Taiwan, which is smaller than Canterbury, grows a lot of its own fruit and is known as the “Fruit Kingdom”. But it doesn’t grow everything, and New Zealand’s apples, cherries and kiwifruit are popular there. The sales of Zespri kiwifruit went up 20% during the pandemic, said Joanne Chen, the company’s marketing manager in Taipei.
The Taiwanese eat about 130 kilograms of fruit per year, per capita, making the island one of the world’s second biggest consumers of fruit after Spain.
But New Zealand exporters have a lot of local produce to compete with.
“We have 85% coming from local fruits, local fruits are cheaper and also very tasty, this is our biggest challenge,” said Ms Chen.
Taiwan, which is self-governed, is claimed by China and is diplomatically isolated. New Zealand is unique in that while it isn’t a formal ally it does have a free trade agreement with Taiwan. The only other country like this is Singapore.
A fruit seller at Binjiang Market in Taipei said the free trade deal had benefited him.
“Without tax the selling price could be lower, so we can sell the kiwifruits faster,” said Mr Lu.
When New Zealand signed the free trade agreement in 2013, it came at a time when China was willing to give Taiwan more room and autonomy. Those close to the deal says there’s no way it would have got off the ground today. Relations between Taiwan and China have been worsening since 2016, when Tsai Ing-wen was elected President, who Beijing sees as supporting Taiwan independence.
The free trade deal is being credited for helping Taiwan become an important market for New Zealand, and the chair of the Taiwan business council, Charles Finny thinks it has the potential to grow even further.
“It's the same population and same economic size as Australia. Look how big the Australian market is for us, why can't we do even better in the Taiwan market,” said Mr Finny.

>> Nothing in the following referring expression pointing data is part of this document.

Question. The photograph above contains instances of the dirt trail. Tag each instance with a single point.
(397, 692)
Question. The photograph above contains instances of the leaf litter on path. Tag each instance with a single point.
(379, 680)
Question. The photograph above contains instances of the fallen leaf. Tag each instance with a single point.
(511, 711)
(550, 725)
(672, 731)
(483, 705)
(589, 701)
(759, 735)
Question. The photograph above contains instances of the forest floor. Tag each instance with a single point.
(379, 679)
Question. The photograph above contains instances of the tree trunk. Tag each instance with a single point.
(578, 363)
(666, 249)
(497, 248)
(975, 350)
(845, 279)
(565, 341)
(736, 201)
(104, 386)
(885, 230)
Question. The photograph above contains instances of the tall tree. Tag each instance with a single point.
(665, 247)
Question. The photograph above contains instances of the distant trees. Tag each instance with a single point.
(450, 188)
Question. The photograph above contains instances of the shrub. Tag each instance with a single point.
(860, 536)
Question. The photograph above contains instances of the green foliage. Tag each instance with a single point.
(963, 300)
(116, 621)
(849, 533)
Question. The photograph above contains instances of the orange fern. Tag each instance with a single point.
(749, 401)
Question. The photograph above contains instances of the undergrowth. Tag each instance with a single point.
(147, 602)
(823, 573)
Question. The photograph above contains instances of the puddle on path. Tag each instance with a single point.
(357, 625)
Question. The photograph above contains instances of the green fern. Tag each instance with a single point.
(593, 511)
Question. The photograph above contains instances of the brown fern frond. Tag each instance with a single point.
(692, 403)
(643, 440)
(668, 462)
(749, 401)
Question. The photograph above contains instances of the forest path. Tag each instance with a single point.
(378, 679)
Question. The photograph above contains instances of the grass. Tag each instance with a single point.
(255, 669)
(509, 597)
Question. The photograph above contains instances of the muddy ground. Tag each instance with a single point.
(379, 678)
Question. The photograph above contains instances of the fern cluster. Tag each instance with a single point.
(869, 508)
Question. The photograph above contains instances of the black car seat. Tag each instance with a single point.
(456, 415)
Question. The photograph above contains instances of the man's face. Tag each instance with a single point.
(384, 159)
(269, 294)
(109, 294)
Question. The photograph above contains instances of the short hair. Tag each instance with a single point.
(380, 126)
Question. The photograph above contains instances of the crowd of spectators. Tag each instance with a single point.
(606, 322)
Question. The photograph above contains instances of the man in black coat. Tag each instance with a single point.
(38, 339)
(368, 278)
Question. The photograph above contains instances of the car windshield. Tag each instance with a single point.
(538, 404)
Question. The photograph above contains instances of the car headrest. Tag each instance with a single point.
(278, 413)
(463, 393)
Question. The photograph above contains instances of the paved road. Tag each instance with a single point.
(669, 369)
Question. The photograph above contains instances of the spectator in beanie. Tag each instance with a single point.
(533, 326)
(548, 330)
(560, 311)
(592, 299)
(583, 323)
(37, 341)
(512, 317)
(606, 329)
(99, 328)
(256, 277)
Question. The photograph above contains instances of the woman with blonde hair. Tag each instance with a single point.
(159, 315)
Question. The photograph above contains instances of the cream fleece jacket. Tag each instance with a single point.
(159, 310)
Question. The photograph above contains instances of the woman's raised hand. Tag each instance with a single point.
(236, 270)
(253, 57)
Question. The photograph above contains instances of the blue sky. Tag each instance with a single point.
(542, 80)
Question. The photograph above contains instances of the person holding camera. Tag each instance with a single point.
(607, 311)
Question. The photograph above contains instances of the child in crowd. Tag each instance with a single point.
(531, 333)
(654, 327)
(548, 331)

Trading in the opposite direction are electronics. Taiwan is the world’s biggest producer of advanced microchips, helping to power the world’s devices.
The Taiwanese government has applied to join a large transpacific trade pact, the CPTTP, which New Zealand is also part of.
The Foreign Minister Joseph Wu said he hoped New Zealand would support Taiwan joining the agreement and said it would help strengthen supply chains.
“Taiwan occupies an important position in international supply chain, especially in the semi-conductor supply chain and if Taiwan is able to have better trade relations with New Zealand, I'm sure it's going to benefit New Zealand,” said Mr Wu.
Two-way trade between Taiwan and New Zealand is worth $3 billion dollars, with the potential for it to grow further.
Cushla Norman’s trip to Taiwan has been funded by the Asia New Zealand Foundation.